OTTAWA — The federal government’s largest seniors benefit program is on course for all-time highs in spending over the coming years with waves of baby boomer retirements — spending levels that could be even higher if not for changes to the public pension program.

The figures in the chief actuary’s report on old age security provides the first glimpse into how seniors spending will be influenced by a decades-long expansion of the Canada Pension Plan.

Spending on old age security is forecast to hit about $247 billion by 2060, an almost five-fold increase from planned spending this year, as more Canadians hit retirement and live longer, meaning more beneficiaries drawing payments for longer periods of time.

The extra money to be doled out through CPP, funded by an increase in premiums, is expected to reduce the number of low-income seniors — meaning $3 billion less in spending on the guaranteed income supplement in 2060 — and reduce overall spending on old age security benefits, which are scaled back above $75,000 in annual income.

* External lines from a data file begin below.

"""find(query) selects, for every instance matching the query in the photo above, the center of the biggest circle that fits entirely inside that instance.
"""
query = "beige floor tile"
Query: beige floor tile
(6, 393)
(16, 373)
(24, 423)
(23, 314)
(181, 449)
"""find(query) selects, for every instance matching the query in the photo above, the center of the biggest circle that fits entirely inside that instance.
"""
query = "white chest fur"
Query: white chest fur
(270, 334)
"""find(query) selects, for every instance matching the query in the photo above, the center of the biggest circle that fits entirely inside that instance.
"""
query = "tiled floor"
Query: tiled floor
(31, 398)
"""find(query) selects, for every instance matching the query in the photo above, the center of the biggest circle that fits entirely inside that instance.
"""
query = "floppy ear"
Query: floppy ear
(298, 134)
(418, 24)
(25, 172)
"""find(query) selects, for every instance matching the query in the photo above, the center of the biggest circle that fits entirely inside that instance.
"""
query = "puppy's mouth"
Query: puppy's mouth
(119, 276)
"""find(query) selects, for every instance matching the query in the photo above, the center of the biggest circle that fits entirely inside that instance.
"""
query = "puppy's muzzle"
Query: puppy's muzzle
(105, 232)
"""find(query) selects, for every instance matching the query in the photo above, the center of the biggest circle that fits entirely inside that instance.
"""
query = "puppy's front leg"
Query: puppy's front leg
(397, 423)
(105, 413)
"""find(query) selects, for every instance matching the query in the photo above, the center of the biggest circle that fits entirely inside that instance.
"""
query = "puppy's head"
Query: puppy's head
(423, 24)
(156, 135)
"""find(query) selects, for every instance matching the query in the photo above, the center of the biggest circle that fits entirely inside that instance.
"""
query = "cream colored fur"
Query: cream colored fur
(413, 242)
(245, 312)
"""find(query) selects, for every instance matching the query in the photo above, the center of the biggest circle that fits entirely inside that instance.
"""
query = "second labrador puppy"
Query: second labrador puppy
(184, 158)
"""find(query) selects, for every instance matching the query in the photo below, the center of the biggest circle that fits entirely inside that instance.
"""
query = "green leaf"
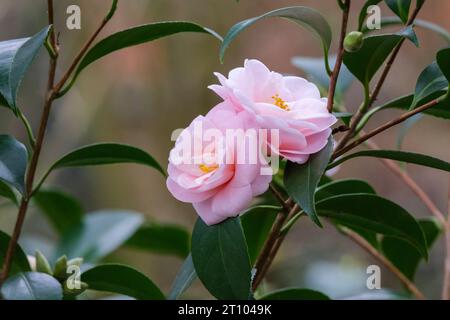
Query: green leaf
(304, 16)
(409, 157)
(13, 162)
(101, 233)
(121, 279)
(19, 262)
(63, 211)
(295, 294)
(364, 63)
(105, 153)
(31, 286)
(7, 192)
(185, 276)
(400, 8)
(405, 257)
(221, 260)
(346, 186)
(257, 222)
(16, 57)
(363, 12)
(375, 214)
(316, 72)
(393, 21)
(443, 60)
(301, 180)
(135, 36)
(164, 239)
(441, 110)
(430, 82)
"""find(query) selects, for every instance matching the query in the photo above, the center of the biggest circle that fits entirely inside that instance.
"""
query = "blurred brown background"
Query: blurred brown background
(140, 95)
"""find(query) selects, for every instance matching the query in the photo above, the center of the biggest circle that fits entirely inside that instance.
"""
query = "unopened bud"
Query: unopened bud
(353, 41)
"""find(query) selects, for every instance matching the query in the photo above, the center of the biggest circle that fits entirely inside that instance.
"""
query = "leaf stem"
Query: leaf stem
(386, 126)
(340, 55)
(372, 251)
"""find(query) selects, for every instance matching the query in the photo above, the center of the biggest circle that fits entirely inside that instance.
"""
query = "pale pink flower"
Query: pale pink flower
(290, 104)
(218, 189)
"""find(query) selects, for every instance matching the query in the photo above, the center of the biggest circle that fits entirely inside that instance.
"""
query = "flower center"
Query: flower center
(207, 169)
(280, 103)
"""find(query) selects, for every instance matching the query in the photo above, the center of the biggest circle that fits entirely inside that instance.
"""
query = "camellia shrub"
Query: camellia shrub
(256, 163)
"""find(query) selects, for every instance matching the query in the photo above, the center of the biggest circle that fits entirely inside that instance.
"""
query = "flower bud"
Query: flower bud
(42, 264)
(353, 41)
(72, 292)
(60, 271)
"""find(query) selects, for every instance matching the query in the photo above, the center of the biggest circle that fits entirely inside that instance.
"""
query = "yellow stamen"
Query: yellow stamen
(280, 103)
(207, 169)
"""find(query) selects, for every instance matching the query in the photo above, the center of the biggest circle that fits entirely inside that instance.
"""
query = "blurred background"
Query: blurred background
(140, 95)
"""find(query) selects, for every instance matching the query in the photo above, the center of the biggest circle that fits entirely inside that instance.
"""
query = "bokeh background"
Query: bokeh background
(140, 95)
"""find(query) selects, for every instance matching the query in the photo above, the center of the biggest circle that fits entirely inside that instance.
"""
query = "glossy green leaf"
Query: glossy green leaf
(185, 276)
(409, 157)
(430, 82)
(375, 214)
(221, 259)
(363, 12)
(443, 60)
(364, 63)
(346, 186)
(106, 153)
(307, 17)
(63, 211)
(19, 262)
(393, 21)
(16, 57)
(13, 162)
(315, 71)
(405, 257)
(164, 239)
(301, 180)
(101, 233)
(295, 294)
(135, 36)
(400, 8)
(31, 286)
(7, 192)
(121, 279)
(257, 222)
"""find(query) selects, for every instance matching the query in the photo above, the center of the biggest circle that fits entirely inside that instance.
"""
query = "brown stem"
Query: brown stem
(340, 56)
(395, 168)
(35, 157)
(386, 126)
(83, 50)
(373, 97)
(372, 251)
(446, 285)
(271, 246)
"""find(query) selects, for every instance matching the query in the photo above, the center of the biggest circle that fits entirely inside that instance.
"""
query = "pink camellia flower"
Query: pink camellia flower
(290, 104)
(204, 169)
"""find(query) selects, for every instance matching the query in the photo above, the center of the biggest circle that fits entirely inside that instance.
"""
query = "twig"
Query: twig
(371, 250)
(394, 167)
(446, 284)
(84, 49)
(271, 246)
(373, 97)
(386, 126)
(35, 157)
(340, 56)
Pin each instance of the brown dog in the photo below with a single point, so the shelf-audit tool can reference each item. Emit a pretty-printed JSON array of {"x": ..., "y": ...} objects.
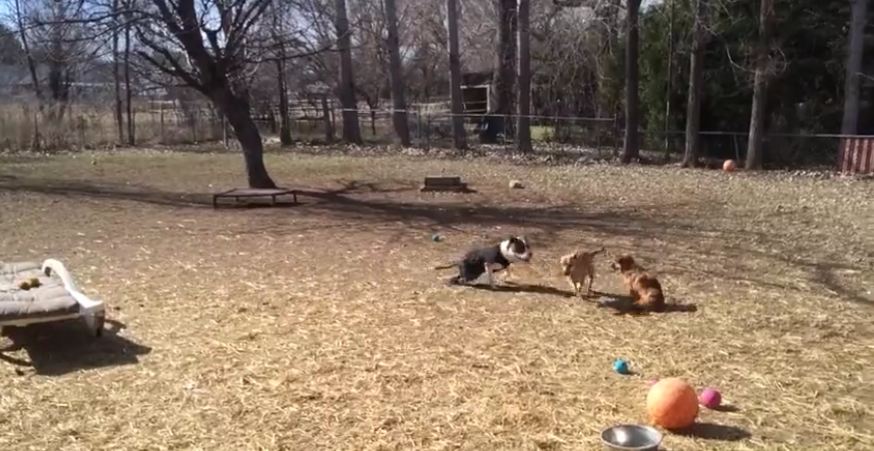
[
  {"x": 579, "y": 268},
  {"x": 646, "y": 291}
]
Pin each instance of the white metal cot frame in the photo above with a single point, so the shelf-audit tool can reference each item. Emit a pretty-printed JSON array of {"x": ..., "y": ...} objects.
[{"x": 93, "y": 312}]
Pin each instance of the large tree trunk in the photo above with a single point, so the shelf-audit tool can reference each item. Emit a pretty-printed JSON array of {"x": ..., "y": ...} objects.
[
  {"x": 855, "y": 49},
  {"x": 398, "y": 94},
  {"x": 346, "y": 90},
  {"x": 238, "y": 114},
  {"x": 523, "y": 131},
  {"x": 696, "y": 87},
  {"x": 760, "y": 87},
  {"x": 116, "y": 78},
  {"x": 131, "y": 129},
  {"x": 505, "y": 72},
  {"x": 631, "y": 150},
  {"x": 459, "y": 139}
]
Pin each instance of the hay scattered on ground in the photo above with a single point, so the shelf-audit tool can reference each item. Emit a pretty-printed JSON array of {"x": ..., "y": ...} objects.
[{"x": 323, "y": 326}]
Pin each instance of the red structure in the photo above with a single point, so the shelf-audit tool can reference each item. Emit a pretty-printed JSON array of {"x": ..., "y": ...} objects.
[{"x": 857, "y": 155}]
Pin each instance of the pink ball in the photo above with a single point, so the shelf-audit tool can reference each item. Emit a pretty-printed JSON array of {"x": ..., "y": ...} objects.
[{"x": 710, "y": 398}]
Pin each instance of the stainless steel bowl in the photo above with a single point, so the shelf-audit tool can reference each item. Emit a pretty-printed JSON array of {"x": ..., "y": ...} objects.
[{"x": 631, "y": 437}]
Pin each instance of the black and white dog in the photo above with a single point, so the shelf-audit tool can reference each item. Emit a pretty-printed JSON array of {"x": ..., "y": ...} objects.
[{"x": 489, "y": 260}]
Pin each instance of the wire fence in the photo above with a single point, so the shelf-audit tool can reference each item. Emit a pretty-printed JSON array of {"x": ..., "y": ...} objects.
[{"x": 93, "y": 125}]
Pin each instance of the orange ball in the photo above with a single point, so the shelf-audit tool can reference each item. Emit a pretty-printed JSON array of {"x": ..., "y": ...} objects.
[{"x": 672, "y": 404}]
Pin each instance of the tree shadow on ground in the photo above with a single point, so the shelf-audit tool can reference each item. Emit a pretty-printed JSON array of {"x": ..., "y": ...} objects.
[
  {"x": 509, "y": 287},
  {"x": 64, "y": 347},
  {"x": 624, "y": 305}
]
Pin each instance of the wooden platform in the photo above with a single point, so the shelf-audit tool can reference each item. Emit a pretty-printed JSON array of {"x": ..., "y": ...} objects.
[{"x": 253, "y": 193}]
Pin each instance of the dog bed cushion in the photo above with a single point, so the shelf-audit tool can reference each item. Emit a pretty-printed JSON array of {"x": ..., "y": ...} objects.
[{"x": 49, "y": 299}]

The chief actuary’s report says assumed investments in tax-free savings accounts would lessen the decline in the number of retirees eligible for the income supplement and the clawback because TFSA withdrawals don’t count as income.

Angella MacEwen, a senior economist with the Canadian Labour Congress, said senior poverty rates have increased since the 1990s, requiring legislators to think of new ways to direct funding to retirees most in need and prevent further increases in senior poverty rates.

The most recent census figures showed the ranks of seniors grew by the fastest rate in 70 years, with Statistics Canada projecting there could be 12 million seniors by 2061, as well as fewer young people to replace them in the workforce and less income tax flowing into federal coffers that fund old age security.

The previous Conservative government raised the age of eligibility for old age security to 67 from 65 to save on costs and prod people to work longer. The Liberals reversed the decision in their first budget.

A spokesman for Social Development Minister Jean-Yves Duclos said the reversal ensured that 100,000 seniors weren’t thrust into poverty.

A February presentation to a group of deputy ministers said if the retirement age remains at 65 and Canadians live longer, ”younger generations may be required to pay higher taxes” to cover a shortfall between tax revenues and old age security spending.

“This could create disincentives to work and for firms to invest, and in turn lead to a fall in growth and productivity,” reads one slide, obtained by The Canadian Press under the Access to Information Act.

The parliamentary budget officer has said old age security is sustainable in the long-term. The actuarial report suggests as much by noting that spending as a percentage of the overall economy would rise by 2030 and fall through to 2060 as economic growth and resulting tax revenues offset rising costs.

The chief actuary says costs could go higher than forecast if people live longer than expected, or if benefits were tied to wages instead of inflation, the former usually growing faster than the latter.

Bernard Dussault, a former chief actuary, said further expanding CPP would further drive down old age security costs and increase retirement security.

Paul Kershaw, an associate professor in the school of population and public health at the University of British Columbia, said ever larger shares of economic growth going to fund old age security would leave less for other priorities, like helping younger generations.

“Problem is, we are not showing that same level of urgency to adapt for younger generations, which is why spending increases on the national housing strategy, or child care, or parental leave are paltry by comparison,” said Kershaw, founder of the group Generation Squeeze, which seeks to engage young people in politics.